Robert Liardon tells us that when John XXIII fled, his jailers left the keys to Hus’ cell with Sigismund. At that moment, Sigismund could have released Hus. But instead, Sigismund had Hus transferred by night, under heavy guard, to a castle in Gottlieben. There, Hus was kept in strict isolation, having his feet in bonds during the day and one of his hands chained to the castle wall at night.
Since all of ex-pope John’s men had fled, a new council of judges was assigned to the Hus case. Of course, the council was unjust. Each new member hated Hus as much as the first council; Hus realized he would receive no justice from them. Hus had to undergo the same questions over and over again, just as the first council had interrogated him.
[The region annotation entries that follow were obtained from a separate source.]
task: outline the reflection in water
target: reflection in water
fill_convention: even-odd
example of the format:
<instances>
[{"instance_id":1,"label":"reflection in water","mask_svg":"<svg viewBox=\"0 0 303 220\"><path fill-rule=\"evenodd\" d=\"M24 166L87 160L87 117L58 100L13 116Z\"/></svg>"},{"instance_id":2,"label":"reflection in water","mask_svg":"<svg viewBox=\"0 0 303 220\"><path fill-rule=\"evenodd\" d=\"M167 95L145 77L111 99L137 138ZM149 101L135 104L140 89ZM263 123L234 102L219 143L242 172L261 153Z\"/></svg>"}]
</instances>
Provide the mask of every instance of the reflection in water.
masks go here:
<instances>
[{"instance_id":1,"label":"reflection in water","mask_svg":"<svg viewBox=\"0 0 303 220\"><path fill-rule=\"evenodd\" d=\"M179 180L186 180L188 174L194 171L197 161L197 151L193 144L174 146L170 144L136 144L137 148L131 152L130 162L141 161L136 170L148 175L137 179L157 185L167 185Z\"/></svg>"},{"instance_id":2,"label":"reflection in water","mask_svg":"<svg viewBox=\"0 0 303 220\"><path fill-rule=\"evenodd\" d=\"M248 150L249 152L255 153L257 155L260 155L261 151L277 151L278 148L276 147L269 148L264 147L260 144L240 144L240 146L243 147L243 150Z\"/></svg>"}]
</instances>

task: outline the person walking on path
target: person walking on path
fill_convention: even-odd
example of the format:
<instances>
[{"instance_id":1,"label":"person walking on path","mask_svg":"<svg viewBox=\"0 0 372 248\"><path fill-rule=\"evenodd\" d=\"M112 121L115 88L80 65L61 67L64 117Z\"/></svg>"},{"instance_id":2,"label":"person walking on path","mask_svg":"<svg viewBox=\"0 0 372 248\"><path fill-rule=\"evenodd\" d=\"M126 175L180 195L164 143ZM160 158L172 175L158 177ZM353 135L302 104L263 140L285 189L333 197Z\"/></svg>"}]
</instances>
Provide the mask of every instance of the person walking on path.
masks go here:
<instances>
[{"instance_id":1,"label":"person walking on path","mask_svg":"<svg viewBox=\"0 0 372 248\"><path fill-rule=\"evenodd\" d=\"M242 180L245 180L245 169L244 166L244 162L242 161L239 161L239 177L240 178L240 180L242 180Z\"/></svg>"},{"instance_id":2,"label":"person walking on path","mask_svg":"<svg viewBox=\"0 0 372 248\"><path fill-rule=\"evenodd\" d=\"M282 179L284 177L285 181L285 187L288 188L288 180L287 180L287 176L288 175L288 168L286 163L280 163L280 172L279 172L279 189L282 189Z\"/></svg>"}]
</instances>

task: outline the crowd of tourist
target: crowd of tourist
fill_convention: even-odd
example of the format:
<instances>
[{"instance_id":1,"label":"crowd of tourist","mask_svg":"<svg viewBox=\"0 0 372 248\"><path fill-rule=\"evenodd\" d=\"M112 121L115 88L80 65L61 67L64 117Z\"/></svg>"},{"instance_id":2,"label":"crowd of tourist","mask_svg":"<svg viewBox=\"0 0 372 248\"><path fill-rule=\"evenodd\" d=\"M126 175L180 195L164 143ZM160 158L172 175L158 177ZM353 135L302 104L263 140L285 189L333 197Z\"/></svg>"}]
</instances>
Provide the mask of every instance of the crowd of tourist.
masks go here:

Finally, the Czech and Polish nobles intervened on Hus’ behalf. The nobles’ appeals that only a public trial would prove if Hus was guilty or not eventually convinced the council. They promised to hear Hus at a public meeting on June 5, 1415. After five months in prison, Hus would finally be able to publicly state his case!
But when the long-desired and hard-fought-for morning of June 5 came, the council met, as usual, without Hus. They proceeded to discuss the heretical issues that Hus was accused of—all in his absence! A servant of one of the Czech nobles happened to overhear it. He ran to tell the other nobles, who immediately informed Sigismund. Sigismund sent an order that stopped the meeting, forbidding that anything be decided in Hus’ absence.
Only then was Hus—weak, filthy, and smelling rank from the dungeon dampness—brought into the dining hall of the monastery for a hearing. However, none of his friends were permitted inside; they had to stand outside, listening as Hus tried to defend himself against the shouts of the council. Whenever Hus tried to explain himself, the council ordered him to answer only yes or no. When Hus remained silent, the council claimed that the silence was an admission of guilt. Finally, the council decided there was too much anger and commotion for a useful meeting, so they adjourned until the next Friday.